Industrial Rewired (WIP)

by JC2048

Overhauls Factorio with increased difficulty, complex recipes, and intricate research trees. This mod is currently work in progress, feedback is appreciated!

Overhaul
a month ago
2.0
903
Environment Mining Fluids Manufacturing Power

g Py Lite

7 days ago

Mod feels like Py Lite. Nothing wrong with that, Py is great.
I see lots of the inspiration in things like coal ash and some of the recipes for electronic components, creosote and chemistry, etc.
But it does inevitably force the player towards, "why play this instead of py?".

I like what you're doing with the individual production chains, adding complexity to the intermediates while keeping the science packs feeling mostly familiar. Introducing material requirements for buildings like the crusher and steel furnace naturally lead the player towards expanding for new resources as needed.

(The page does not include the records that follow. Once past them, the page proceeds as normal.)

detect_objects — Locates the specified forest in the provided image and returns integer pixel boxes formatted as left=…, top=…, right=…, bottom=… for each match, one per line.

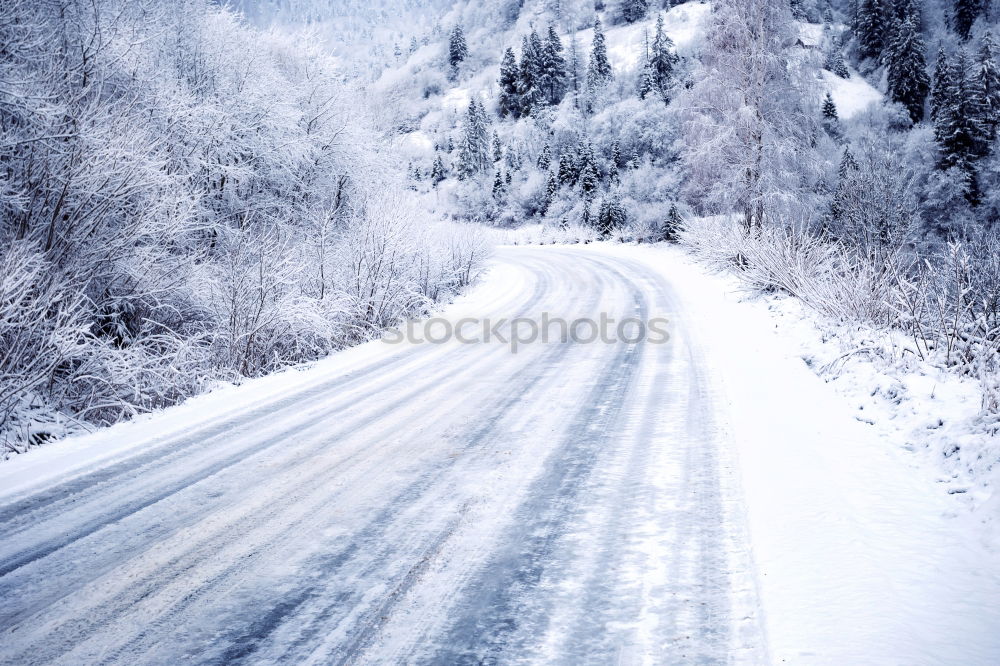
left=0, top=0, right=1000, bottom=451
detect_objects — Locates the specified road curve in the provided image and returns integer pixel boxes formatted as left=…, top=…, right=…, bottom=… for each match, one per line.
left=0, top=247, right=766, bottom=664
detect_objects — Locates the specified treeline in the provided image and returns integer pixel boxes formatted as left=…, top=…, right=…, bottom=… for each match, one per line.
left=418, top=8, right=683, bottom=240
left=0, top=0, right=482, bottom=449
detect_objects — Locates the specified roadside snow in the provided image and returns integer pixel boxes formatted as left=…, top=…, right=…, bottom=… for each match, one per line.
left=572, top=244, right=1000, bottom=664
left=819, top=67, right=884, bottom=120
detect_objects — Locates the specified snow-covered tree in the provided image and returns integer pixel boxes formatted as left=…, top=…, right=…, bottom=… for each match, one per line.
left=457, top=98, right=493, bottom=179
left=539, top=25, right=567, bottom=104
left=497, top=47, right=521, bottom=118
left=587, top=18, right=614, bottom=90
left=680, top=0, right=820, bottom=229
left=639, top=14, right=678, bottom=102
left=854, top=0, right=895, bottom=60
left=976, top=32, right=1000, bottom=140
left=619, top=0, right=649, bottom=23
left=886, top=17, right=930, bottom=123
left=952, top=0, right=985, bottom=39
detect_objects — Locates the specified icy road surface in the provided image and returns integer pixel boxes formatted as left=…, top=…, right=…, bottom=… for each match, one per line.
left=0, top=249, right=761, bottom=664
left=0, top=246, right=1000, bottom=666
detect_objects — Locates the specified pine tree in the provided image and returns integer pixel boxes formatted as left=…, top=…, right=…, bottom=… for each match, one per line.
left=517, top=30, right=543, bottom=115
left=823, top=93, right=839, bottom=121
left=559, top=152, right=577, bottom=185
left=621, top=0, right=649, bottom=23
left=952, top=0, right=984, bottom=39
left=431, top=155, right=447, bottom=187
left=498, top=47, right=521, bottom=118
left=660, top=204, right=684, bottom=243
left=823, top=46, right=851, bottom=79
left=448, top=25, right=469, bottom=78
left=541, top=25, right=566, bottom=105
left=637, top=60, right=656, bottom=99
left=931, top=49, right=952, bottom=122
left=580, top=161, right=601, bottom=199
left=934, top=51, right=988, bottom=204
left=639, top=14, right=678, bottom=102
left=597, top=192, right=628, bottom=238
left=542, top=171, right=559, bottom=214
left=887, top=17, right=930, bottom=123
left=823, top=93, right=840, bottom=139
left=587, top=17, right=614, bottom=90
left=854, top=0, right=893, bottom=59
left=976, top=32, right=1000, bottom=141
left=822, top=148, right=858, bottom=235
left=458, top=98, right=492, bottom=179
left=493, top=169, right=505, bottom=201
left=535, top=144, right=552, bottom=171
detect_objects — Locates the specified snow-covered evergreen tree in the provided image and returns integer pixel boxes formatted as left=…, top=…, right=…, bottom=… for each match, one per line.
left=457, top=98, right=493, bottom=179
left=854, top=0, right=894, bottom=60
left=540, top=25, right=567, bottom=104
left=952, top=0, right=985, bottom=39
left=517, top=30, right=545, bottom=115
left=934, top=50, right=989, bottom=202
left=976, top=32, right=1000, bottom=140
left=620, top=0, right=649, bottom=23
left=639, top=14, right=678, bottom=102
left=587, top=17, right=614, bottom=91
left=886, top=17, right=930, bottom=123
left=448, top=25, right=469, bottom=77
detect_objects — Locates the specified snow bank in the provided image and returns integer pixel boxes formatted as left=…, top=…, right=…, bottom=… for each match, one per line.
left=590, top=244, right=1000, bottom=664
left=819, top=68, right=884, bottom=120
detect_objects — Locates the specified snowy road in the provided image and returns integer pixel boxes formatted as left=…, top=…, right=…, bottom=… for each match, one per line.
left=0, top=248, right=767, bottom=664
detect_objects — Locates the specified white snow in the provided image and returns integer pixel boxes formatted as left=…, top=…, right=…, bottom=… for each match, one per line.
left=584, top=243, right=1000, bottom=664
left=564, top=2, right=712, bottom=71
left=0, top=243, right=1000, bottom=664
left=819, top=67, right=884, bottom=120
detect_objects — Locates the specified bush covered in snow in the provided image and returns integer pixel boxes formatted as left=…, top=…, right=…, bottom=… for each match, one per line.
left=0, top=0, right=485, bottom=450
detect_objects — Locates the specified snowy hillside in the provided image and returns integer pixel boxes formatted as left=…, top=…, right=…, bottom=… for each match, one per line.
left=0, top=0, right=1000, bottom=666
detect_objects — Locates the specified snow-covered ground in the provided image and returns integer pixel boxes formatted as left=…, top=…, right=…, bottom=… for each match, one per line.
left=819, top=68, right=885, bottom=120
left=0, top=244, right=1000, bottom=664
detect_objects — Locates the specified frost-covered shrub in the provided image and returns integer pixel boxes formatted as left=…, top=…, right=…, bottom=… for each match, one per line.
left=0, top=0, right=492, bottom=450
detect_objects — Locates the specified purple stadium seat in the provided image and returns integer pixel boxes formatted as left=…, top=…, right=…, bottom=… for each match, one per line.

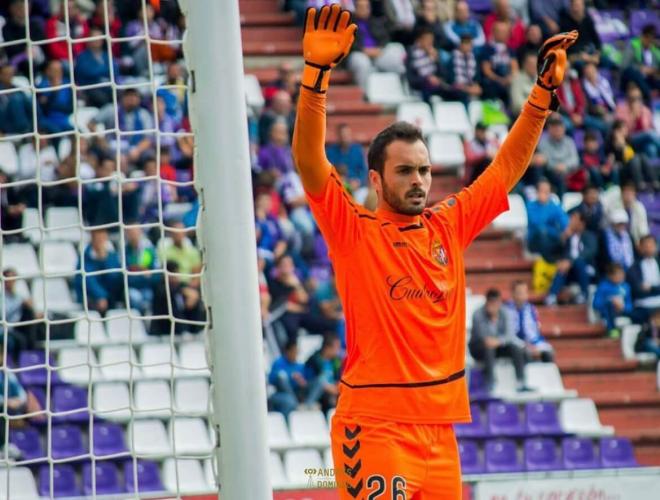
left=9, top=427, right=46, bottom=460
left=600, top=437, right=638, bottom=467
left=454, top=403, right=488, bottom=438
left=83, top=461, right=124, bottom=495
left=39, top=464, right=82, bottom=498
left=524, top=438, right=562, bottom=471
left=562, top=438, right=600, bottom=469
left=630, top=9, right=660, bottom=36
left=93, top=422, right=128, bottom=456
left=458, top=440, right=484, bottom=474
left=18, top=350, right=59, bottom=386
left=51, top=425, right=87, bottom=459
left=124, top=460, right=165, bottom=492
left=52, top=385, right=89, bottom=423
left=487, top=401, right=526, bottom=437
left=525, top=403, right=564, bottom=436
left=486, top=439, right=523, bottom=472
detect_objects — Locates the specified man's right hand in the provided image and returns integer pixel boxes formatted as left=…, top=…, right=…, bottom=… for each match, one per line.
left=302, top=4, right=357, bottom=93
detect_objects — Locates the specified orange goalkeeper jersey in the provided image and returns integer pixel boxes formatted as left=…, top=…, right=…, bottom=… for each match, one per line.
left=293, top=88, right=548, bottom=423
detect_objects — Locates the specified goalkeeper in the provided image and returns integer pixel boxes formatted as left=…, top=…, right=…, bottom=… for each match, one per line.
left=293, top=5, right=577, bottom=500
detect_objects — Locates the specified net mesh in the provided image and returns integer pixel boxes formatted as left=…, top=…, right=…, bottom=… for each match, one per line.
left=0, top=0, right=216, bottom=499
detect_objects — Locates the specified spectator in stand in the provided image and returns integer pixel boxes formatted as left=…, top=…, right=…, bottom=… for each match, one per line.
left=557, top=61, right=602, bottom=134
left=575, top=130, right=619, bottom=191
left=416, top=0, right=453, bottom=50
left=621, top=24, right=660, bottom=103
left=605, top=181, right=651, bottom=248
left=74, top=229, right=125, bottom=314
left=0, top=64, right=34, bottom=135
left=268, top=340, right=308, bottom=419
left=593, top=262, right=633, bottom=338
left=124, top=226, right=162, bottom=315
left=46, top=2, right=89, bottom=61
left=259, top=90, right=296, bottom=146
left=347, top=0, right=406, bottom=89
left=506, top=280, right=555, bottom=363
left=605, top=120, right=660, bottom=191
left=305, top=333, right=342, bottom=413
left=529, top=0, right=566, bottom=37
left=604, top=208, right=635, bottom=271
left=469, top=288, right=529, bottom=392
left=0, top=267, right=43, bottom=360
left=545, top=210, right=598, bottom=305
left=635, top=308, right=660, bottom=357
left=510, top=52, right=538, bottom=115
left=484, top=0, right=525, bottom=50
left=325, top=123, right=369, bottom=194
left=516, top=23, right=540, bottom=64
left=616, top=83, right=660, bottom=158
left=527, top=179, right=568, bottom=262
left=481, top=21, right=518, bottom=106
left=449, top=35, right=482, bottom=107
left=559, top=0, right=601, bottom=65
left=2, top=0, right=46, bottom=76
left=74, top=28, right=119, bottom=108
left=465, top=122, right=499, bottom=186
left=532, top=113, right=580, bottom=200
left=406, top=26, right=461, bottom=101
left=258, top=118, right=294, bottom=177
left=582, top=62, right=616, bottom=130
left=628, top=234, right=660, bottom=317
left=160, top=221, right=202, bottom=286
left=383, top=0, right=417, bottom=45
left=149, top=262, right=206, bottom=335
left=37, top=59, right=73, bottom=134
left=445, top=0, right=486, bottom=47
left=269, top=254, right=337, bottom=340
left=573, top=184, right=605, bottom=234
left=88, top=88, right=154, bottom=161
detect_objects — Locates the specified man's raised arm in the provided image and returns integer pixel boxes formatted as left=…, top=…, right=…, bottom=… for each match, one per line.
left=292, top=4, right=357, bottom=196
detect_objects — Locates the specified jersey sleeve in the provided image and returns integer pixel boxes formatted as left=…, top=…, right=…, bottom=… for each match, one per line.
left=305, top=168, right=360, bottom=254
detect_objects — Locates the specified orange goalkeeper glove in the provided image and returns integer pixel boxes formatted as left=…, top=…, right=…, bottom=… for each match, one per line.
left=529, top=31, right=578, bottom=111
left=302, top=4, right=357, bottom=94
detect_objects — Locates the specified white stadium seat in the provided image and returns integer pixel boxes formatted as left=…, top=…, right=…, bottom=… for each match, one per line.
left=396, top=102, right=435, bottom=134
left=106, top=309, right=147, bottom=344
left=57, top=347, right=102, bottom=385
left=429, top=132, right=465, bottom=167
left=366, top=72, right=411, bottom=106
left=92, top=382, right=131, bottom=422
left=174, top=378, right=209, bottom=414
left=140, top=344, right=179, bottom=378
left=433, top=101, right=473, bottom=139
left=2, top=243, right=41, bottom=277
left=99, top=345, right=142, bottom=381
left=126, top=420, right=172, bottom=458
left=525, top=363, right=577, bottom=401
left=284, top=448, right=324, bottom=488
left=493, top=194, right=527, bottom=231
left=559, top=399, right=614, bottom=437
left=163, top=458, right=209, bottom=493
left=289, top=410, right=330, bottom=447
left=267, top=411, right=293, bottom=450
left=169, top=417, right=213, bottom=455
left=39, top=241, right=79, bottom=277
left=133, top=380, right=172, bottom=418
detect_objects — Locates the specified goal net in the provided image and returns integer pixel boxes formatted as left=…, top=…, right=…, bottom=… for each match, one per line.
left=0, top=0, right=222, bottom=500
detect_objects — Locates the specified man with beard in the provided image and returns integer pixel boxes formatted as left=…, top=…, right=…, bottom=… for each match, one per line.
left=293, top=5, right=577, bottom=499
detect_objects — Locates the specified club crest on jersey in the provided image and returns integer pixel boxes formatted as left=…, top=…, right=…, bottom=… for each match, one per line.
left=431, top=241, right=449, bottom=266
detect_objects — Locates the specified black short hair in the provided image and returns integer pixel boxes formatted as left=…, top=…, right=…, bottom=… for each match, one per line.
left=367, top=122, right=426, bottom=175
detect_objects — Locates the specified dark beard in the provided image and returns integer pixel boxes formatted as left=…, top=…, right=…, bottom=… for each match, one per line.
left=383, top=179, right=426, bottom=215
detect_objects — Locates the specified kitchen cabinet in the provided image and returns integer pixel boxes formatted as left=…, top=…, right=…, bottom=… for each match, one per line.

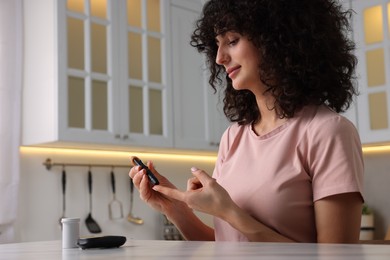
left=170, top=0, right=228, bottom=150
left=351, top=0, right=390, bottom=144
left=23, top=0, right=173, bottom=147
left=22, top=0, right=227, bottom=151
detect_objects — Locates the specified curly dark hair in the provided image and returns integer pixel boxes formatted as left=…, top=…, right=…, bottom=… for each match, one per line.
left=191, top=0, right=357, bottom=124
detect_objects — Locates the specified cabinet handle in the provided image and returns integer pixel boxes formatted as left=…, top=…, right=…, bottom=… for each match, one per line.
left=114, top=134, right=129, bottom=140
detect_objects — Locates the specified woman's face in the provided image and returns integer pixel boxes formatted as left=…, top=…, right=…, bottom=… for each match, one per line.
left=216, top=32, right=263, bottom=92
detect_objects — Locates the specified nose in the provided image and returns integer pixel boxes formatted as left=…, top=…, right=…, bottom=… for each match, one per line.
left=215, top=46, right=229, bottom=65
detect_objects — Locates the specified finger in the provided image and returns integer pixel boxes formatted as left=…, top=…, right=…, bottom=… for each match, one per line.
left=129, top=166, right=141, bottom=179
left=191, top=167, right=212, bottom=186
left=130, top=168, right=145, bottom=189
left=152, top=185, right=185, bottom=201
left=187, top=177, right=202, bottom=191
left=139, top=174, right=152, bottom=201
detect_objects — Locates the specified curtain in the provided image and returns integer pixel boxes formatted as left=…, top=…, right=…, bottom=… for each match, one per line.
left=0, top=0, right=23, bottom=243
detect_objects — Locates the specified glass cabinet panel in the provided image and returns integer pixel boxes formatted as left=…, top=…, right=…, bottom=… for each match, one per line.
left=148, top=37, right=161, bottom=83
left=92, top=80, right=108, bottom=130
left=68, top=77, right=85, bottom=128
left=369, top=92, right=389, bottom=130
left=149, top=89, right=163, bottom=135
left=129, top=86, right=144, bottom=133
left=127, top=0, right=141, bottom=28
left=91, top=0, right=107, bottom=19
left=67, top=17, right=85, bottom=70
left=366, top=48, right=386, bottom=87
left=127, top=32, right=142, bottom=80
left=67, top=0, right=84, bottom=13
left=363, top=5, right=383, bottom=44
left=147, top=0, right=160, bottom=32
left=91, top=23, right=107, bottom=74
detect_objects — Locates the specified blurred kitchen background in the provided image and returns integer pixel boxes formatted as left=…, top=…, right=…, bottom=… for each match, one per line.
left=0, top=0, right=390, bottom=243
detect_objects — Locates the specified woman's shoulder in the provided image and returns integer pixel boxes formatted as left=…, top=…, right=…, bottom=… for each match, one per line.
left=301, top=105, right=357, bottom=135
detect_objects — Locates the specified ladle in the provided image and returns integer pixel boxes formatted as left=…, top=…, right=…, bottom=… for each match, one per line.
left=85, top=169, right=102, bottom=233
left=108, top=169, right=123, bottom=219
left=127, top=178, right=144, bottom=225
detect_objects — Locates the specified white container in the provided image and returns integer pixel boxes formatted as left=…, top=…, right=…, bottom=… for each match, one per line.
left=359, top=214, right=375, bottom=240
left=61, top=218, right=80, bottom=249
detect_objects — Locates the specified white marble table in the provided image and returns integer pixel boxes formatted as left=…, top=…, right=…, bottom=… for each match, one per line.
left=0, top=240, right=390, bottom=260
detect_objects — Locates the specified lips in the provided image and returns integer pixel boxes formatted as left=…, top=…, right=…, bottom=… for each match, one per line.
left=226, top=66, right=241, bottom=78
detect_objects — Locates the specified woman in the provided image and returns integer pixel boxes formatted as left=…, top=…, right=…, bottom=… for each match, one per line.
left=129, top=0, right=363, bottom=243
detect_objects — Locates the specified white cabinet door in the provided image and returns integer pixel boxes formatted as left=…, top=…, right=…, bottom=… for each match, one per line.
left=23, top=0, right=172, bottom=147
left=170, top=0, right=227, bottom=150
left=352, top=0, right=390, bottom=144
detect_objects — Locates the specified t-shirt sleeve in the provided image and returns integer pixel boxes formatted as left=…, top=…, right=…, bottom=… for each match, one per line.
left=307, top=116, right=364, bottom=201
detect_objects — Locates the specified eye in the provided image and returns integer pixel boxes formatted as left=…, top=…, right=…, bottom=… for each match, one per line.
left=228, top=38, right=239, bottom=46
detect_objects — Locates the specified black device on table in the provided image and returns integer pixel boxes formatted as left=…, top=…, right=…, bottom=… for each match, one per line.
left=77, top=236, right=126, bottom=249
left=132, top=156, right=159, bottom=185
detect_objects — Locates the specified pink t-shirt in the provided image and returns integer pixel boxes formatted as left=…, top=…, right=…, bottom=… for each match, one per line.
left=213, top=106, right=364, bottom=242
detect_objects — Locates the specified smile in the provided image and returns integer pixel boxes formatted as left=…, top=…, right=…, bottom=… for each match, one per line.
left=226, top=66, right=241, bottom=78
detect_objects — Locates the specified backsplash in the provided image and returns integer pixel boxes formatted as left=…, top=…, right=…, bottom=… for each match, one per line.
left=15, top=146, right=390, bottom=242
left=15, top=150, right=214, bottom=242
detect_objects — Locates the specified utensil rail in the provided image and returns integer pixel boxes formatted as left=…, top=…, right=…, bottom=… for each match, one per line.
left=43, top=158, right=132, bottom=170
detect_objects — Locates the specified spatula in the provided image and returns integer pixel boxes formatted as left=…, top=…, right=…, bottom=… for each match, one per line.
left=108, top=170, right=123, bottom=220
left=85, top=170, right=102, bottom=233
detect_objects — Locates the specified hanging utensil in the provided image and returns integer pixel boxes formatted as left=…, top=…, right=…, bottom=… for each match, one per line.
left=85, top=169, right=102, bottom=233
left=108, top=169, right=123, bottom=219
left=58, top=167, right=66, bottom=229
left=127, top=178, right=144, bottom=225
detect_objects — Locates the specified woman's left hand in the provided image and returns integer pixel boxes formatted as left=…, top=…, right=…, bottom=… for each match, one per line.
left=153, top=167, right=235, bottom=218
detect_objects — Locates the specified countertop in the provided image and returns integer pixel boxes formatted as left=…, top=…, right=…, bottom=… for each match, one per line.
left=0, top=240, right=390, bottom=260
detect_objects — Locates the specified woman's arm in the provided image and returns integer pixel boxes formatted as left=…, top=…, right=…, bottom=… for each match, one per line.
left=314, top=192, right=363, bottom=243
left=129, top=162, right=214, bottom=240
left=153, top=169, right=293, bottom=242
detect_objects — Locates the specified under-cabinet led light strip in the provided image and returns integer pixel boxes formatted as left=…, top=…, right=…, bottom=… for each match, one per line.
left=20, top=145, right=390, bottom=163
left=20, top=146, right=217, bottom=162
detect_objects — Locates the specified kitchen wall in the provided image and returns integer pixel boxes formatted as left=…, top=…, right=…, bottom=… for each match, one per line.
left=364, top=152, right=390, bottom=239
left=11, top=146, right=390, bottom=242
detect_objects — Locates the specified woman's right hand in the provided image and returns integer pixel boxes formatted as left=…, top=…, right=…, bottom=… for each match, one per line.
left=129, top=158, right=183, bottom=215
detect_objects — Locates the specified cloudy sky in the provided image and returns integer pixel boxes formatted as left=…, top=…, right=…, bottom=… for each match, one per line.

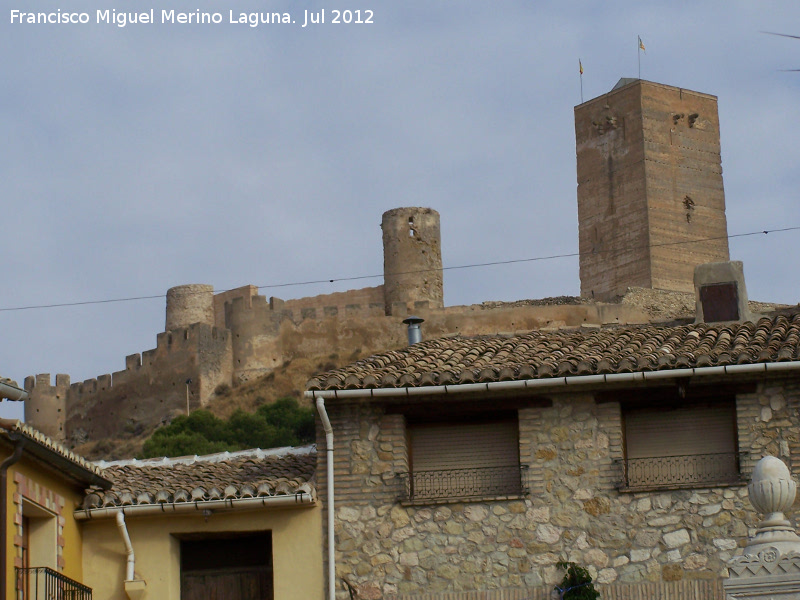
left=0, top=0, right=800, bottom=416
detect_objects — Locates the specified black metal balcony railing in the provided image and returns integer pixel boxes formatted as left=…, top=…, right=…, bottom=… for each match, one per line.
left=622, top=452, right=741, bottom=489
left=15, top=567, right=92, bottom=600
left=397, top=465, right=527, bottom=501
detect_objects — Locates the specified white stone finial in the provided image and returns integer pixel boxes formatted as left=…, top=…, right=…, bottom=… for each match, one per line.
left=747, top=456, right=798, bottom=546
left=722, top=456, right=800, bottom=600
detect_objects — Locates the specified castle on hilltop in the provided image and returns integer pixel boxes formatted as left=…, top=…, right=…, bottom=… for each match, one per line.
left=25, top=79, right=728, bottom=444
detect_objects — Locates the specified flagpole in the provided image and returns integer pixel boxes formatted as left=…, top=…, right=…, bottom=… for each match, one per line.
left=636, top=38, right=642, bottom=79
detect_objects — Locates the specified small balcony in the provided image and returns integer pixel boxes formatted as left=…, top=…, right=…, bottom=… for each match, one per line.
left=397, top=465, right=528, bottom=503
left=15, top=567, right=92, bottom=600
left=620, top=452, right=742, bottom=491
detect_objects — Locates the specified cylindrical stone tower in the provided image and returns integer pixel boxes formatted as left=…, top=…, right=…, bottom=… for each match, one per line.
left=166, top=283, right=214, bottom=331
left=381, top=207, right=444, bottom=315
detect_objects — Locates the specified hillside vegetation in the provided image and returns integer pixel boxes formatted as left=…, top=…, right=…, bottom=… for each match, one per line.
left=79, top=351, right=352, bottom=461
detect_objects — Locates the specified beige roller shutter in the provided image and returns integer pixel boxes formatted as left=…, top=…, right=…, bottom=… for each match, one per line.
left=408, top=419, right=522, bottom=500
left=625, top=403, right=736, bottom=458
left=624, top=402, right=739, bottom=487
left=410, top=421, right=519, bottom=472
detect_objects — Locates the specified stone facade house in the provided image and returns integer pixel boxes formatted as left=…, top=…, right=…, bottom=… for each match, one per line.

The byproduct management currently feels very half-baked. Ash from coal for instance is almost immediately sidelined as you get the option to make solid fuel, which in turn means you have no practical reason to build byproduct handling into any builds that aren't going to last an hour.
I presume this is a bandaid for not having a real option for earlygame ash handling, but it feels like a common pattern. Creosote, Sulfur, and Ash from coke processing all seem to have no real use for them at the time you start getting them, leaving the player with no real method to deal with them except forcibly erasing creosote using buggy pump behavior or a flarestack mod.
If you insist on having byproducts for recipes, strongly consider having an early, if bad, use for each of them. Unlock more useful uses as you go, but make sure that "just toss it in a chest" isn't the actual intended solution.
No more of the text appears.